Legend: Point estimates of Penta 1 and 3 vaccination coverage indicators in children aged 12 to 23 months in the 3 provinces of the study in 2020, 2021 and 2022. Source: VCS in DRC: 2020, 2021 and 2022 [9]. VC: Vaccine Coverage; CI: Confidence Intervals

It emerged from interviews that in general, the use of georeferenced data made it possible to improve involvement of health facilities that have not offered immunization services and consequently to reach children who missed vaccination days. In addition, this made it possible to improve the vaccination catch-up which was carried out previously by the community relays to reach zero-dose children. A nurse stated the following: “You know a health facility which 15 kms far away from a health center and does not vaccinate. If for example the nursing staff of a health center starts moving with vaccines to the health facility that does not vaccinate, when they arrive there, you will see all these children who were zero dose will come to be vaccinated and even this health facility will also be interested in vaccination. So, it does influence positively the reduction of zero doses and even the involvement of other types health facilities in vaccination.” (Respondent; Health Area, Haut-Lomami).
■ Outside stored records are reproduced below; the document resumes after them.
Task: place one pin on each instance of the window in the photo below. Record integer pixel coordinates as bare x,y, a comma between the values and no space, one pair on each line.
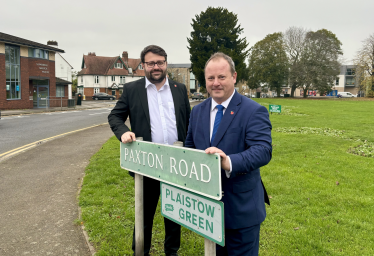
60,91
12,72
38,53
350,81
350,72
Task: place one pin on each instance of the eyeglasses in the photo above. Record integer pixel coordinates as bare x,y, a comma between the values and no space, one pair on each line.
159,63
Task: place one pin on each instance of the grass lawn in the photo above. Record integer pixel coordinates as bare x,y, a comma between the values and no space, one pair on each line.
321,183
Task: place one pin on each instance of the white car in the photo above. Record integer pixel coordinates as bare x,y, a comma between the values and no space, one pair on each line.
346,95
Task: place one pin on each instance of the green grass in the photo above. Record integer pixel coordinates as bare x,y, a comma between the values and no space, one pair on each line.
321,191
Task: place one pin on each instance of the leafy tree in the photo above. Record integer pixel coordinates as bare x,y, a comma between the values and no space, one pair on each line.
216,30
294,39
319,61
268,63
364,60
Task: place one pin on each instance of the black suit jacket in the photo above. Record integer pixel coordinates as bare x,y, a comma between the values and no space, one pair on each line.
133,103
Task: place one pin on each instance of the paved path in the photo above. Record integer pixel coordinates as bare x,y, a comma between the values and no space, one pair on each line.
38,195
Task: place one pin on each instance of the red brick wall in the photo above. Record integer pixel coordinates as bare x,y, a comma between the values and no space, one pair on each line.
2,81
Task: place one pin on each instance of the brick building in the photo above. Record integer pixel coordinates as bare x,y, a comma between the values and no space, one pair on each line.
27,75
107,74
182,73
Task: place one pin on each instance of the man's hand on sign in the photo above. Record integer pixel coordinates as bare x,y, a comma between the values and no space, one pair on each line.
128,137
225,162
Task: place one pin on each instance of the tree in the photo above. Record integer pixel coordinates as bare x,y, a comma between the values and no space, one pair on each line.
268,63
294,39
364,61
319,61
216,30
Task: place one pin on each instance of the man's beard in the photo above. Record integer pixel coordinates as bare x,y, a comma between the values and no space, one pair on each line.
154,80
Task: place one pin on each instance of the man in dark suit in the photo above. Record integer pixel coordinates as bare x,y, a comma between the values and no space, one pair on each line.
159,111
239,130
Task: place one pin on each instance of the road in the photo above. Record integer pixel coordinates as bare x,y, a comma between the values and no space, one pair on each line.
17,131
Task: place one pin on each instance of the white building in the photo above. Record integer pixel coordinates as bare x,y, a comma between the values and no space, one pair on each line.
107,74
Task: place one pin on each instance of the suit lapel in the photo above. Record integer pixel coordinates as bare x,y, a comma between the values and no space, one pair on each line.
205,120
144,99
176,99
227,118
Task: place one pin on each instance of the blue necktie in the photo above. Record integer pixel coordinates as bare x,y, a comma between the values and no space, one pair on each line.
219,116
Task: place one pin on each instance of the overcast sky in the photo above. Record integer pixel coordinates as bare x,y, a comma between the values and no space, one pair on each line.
110,27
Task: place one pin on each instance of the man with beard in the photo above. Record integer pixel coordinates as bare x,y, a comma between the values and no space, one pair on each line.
159,111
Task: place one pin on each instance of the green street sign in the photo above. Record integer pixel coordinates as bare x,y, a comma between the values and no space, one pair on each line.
275,108
197,213
190,169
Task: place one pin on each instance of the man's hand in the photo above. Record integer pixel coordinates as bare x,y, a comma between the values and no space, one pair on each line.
225,163
128,137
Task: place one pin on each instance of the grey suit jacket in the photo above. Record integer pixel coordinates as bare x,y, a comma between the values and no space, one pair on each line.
133,103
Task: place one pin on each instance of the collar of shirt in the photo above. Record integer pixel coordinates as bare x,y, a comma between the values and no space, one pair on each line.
147,83
225,104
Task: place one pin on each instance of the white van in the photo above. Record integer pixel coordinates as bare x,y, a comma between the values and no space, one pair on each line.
346,95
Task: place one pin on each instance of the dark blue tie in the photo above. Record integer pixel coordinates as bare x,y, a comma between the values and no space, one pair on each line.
219,116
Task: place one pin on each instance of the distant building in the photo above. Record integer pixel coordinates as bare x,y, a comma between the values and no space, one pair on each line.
346,80
107,74
64,71
182,73
28,75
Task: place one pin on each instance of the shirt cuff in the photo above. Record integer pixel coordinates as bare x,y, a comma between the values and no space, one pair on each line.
228,172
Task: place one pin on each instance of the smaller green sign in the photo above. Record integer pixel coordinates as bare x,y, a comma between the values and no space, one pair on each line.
275,108
198,213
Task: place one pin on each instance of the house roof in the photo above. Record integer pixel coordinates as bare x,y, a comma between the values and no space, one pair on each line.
65,60
99,65
20,41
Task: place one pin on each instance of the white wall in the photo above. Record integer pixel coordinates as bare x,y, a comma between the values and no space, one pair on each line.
63,71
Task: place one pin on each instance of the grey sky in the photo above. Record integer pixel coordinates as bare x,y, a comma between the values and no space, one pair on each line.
111,27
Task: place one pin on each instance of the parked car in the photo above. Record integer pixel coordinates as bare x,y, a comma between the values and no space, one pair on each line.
346,95
197,96
103,96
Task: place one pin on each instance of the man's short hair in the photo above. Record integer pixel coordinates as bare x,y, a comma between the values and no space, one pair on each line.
219,55
153,49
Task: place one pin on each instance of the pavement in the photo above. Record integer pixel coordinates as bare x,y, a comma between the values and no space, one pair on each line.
39,191
85,105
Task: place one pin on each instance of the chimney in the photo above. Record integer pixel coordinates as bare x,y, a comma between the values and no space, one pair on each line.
53,43
125,57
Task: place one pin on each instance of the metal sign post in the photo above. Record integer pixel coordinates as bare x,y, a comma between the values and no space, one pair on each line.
186,168
139,213
191,173
275,109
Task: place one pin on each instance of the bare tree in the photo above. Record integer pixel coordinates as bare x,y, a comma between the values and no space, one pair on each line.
294,39
364,61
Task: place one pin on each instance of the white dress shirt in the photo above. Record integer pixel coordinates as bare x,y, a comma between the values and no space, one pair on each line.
213,112
161,113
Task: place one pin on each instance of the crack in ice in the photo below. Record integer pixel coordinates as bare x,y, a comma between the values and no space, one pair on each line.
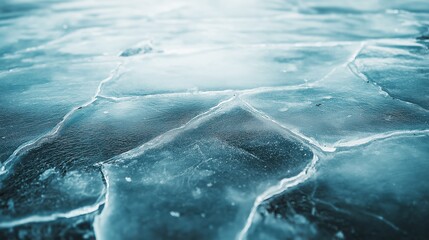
5,166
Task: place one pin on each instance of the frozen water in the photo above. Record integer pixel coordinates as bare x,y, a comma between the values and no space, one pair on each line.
226,119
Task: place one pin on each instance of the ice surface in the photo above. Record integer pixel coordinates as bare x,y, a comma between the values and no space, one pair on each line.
376,191
223,119
206,178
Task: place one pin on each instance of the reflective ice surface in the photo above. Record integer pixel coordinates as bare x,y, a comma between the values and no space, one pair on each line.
223,119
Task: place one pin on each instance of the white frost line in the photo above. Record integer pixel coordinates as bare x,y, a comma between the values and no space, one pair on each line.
210,93
52,217
97,220
366,140
296,133
173,133
54,131
282,186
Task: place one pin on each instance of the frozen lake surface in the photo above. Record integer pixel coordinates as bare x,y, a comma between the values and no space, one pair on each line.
224,119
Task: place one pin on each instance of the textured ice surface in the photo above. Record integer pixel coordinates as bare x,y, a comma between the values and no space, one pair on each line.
226,119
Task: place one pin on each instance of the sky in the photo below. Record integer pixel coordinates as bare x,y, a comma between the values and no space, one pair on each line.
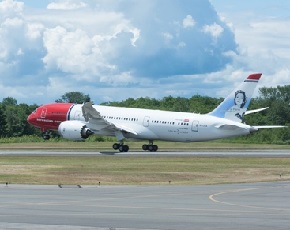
117,49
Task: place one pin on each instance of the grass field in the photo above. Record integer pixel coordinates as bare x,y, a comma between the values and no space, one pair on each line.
138,170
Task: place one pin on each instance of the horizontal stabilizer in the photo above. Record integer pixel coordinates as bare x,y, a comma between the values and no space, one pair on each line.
255,110
269,127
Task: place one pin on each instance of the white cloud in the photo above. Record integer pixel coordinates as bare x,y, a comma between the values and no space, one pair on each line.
188,21
215,30
10,7
66,5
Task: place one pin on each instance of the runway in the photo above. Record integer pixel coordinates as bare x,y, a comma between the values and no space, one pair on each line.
229,206
218,153
235,206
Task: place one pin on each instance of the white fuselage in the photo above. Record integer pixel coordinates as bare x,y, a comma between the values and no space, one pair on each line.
162,125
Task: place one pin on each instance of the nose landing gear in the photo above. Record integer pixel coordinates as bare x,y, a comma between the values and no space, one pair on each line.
151,147
121,147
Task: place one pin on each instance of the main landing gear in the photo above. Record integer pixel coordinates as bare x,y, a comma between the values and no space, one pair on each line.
46,135
125,148
150,147
121,147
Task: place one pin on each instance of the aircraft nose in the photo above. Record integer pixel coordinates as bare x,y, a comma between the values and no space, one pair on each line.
31,119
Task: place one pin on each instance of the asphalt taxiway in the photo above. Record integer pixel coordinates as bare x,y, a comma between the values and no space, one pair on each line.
230,206
234,206
216,153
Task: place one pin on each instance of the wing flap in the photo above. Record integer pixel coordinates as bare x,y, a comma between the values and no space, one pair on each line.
228,127
93,116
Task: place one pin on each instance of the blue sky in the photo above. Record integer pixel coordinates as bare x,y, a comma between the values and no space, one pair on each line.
113,50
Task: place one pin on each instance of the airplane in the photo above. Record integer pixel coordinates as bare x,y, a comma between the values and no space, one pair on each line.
79,121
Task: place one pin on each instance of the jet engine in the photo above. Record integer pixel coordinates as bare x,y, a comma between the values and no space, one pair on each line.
74,130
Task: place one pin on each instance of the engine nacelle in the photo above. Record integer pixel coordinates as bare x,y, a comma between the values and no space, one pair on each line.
74,130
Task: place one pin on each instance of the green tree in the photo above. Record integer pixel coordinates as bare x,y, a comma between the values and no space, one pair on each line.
74,97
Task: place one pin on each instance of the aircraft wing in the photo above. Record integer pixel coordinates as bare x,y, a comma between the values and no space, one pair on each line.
269,127
228,127
92,116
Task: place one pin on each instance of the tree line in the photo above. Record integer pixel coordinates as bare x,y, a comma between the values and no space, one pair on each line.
13,116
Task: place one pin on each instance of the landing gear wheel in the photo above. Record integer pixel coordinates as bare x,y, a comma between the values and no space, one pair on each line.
145,147
150,147
124,148
45,136
116,146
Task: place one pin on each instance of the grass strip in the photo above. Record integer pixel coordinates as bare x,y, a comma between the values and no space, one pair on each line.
140,170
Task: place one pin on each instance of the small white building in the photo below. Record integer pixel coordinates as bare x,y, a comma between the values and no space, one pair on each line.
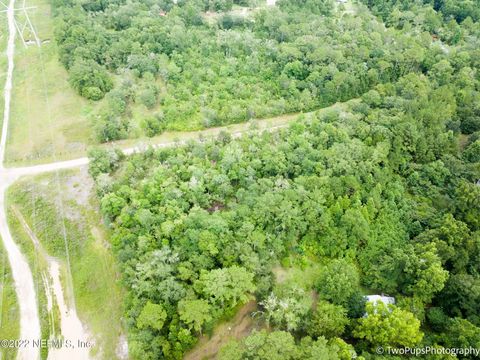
376,298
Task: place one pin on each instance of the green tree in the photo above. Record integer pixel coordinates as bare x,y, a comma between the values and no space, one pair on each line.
388,326
227,286
195,313
338,282
327,320
152,316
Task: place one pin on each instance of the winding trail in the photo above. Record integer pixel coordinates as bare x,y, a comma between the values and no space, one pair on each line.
22,276
21,272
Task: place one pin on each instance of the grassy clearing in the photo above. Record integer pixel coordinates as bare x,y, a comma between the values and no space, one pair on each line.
9,311
95,277
48,119
3,61
37,266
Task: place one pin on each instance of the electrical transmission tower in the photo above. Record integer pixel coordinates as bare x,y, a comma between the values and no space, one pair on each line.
24,26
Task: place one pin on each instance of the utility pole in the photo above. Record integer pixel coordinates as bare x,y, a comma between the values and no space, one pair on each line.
23,23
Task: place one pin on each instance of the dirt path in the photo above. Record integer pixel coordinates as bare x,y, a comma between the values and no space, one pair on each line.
237,328
22,276
70,325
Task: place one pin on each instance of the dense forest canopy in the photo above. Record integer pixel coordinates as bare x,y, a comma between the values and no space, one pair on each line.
382,195
192,67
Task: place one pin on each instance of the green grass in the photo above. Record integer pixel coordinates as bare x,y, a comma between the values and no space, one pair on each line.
9,311
37,266
3,61
48,119
95,277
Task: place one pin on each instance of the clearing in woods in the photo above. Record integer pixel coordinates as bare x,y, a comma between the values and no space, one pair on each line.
49,121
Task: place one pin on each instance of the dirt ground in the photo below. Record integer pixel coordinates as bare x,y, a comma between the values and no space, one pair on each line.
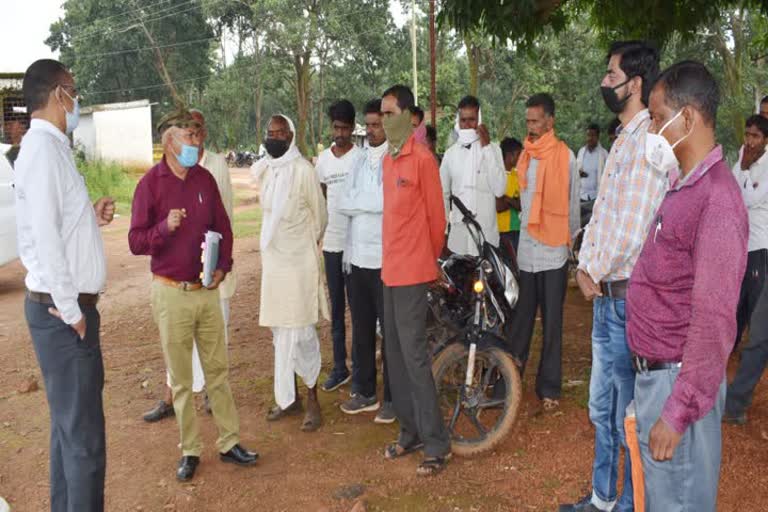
544,461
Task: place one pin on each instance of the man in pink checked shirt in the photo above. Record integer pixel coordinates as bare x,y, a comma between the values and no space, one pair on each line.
681,303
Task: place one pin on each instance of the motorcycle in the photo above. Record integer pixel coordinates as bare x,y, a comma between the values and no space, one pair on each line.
470,308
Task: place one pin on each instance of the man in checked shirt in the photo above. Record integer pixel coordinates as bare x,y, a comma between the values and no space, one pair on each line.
628,195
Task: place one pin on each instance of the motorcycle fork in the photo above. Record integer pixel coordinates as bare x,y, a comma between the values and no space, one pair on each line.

However, in Kasai, some respondents reported difficulties linked to recurrent population movements. This creates challenging in locating target children with the consequence of uneven vaccination coverage. For example, one respondent said: “The obstacles that we often experience is movement, we are in a purely mining Health Zone where the population is moving all the time.” (Respondent _09, HA, Kasai).

Impact of geospatial data on equity

The impact of geospatial data on equity was assessed in terms of reaching the most marginalized children 0–23 months (girls/boys) and the main caregivers - women and adolescent girls in their reproductive years (15–49 years of age). However, because of the unavailability of economic data, the ability to conduct robust equity analyses was limited. The results of the equity analyses were inconclusive, and therefore, not presented here. They have been included in the comprehensive research report provided as Supplementary Material.

Discussion

The study aimed to assess the acceptance and use of geoenabled microplans for better immunization planning and services delivery. It tested the hypothesis that the availability and effective use of geospatial data can contribute to increased immunization coverage and equity, through the identification of missed settlements and zero-dose children, the optimization of vaccination strategies, and the supply distribution. It also incorporated a gender-sensitive approach and included a gender sub-study to assess gender-specific interventions in a sub-set of Health Zones and Health Areas in Kasai, as part of Gavi’s intensified strategy to address gender inequity and the global Immunization Agenda 2030 focus on gender [13].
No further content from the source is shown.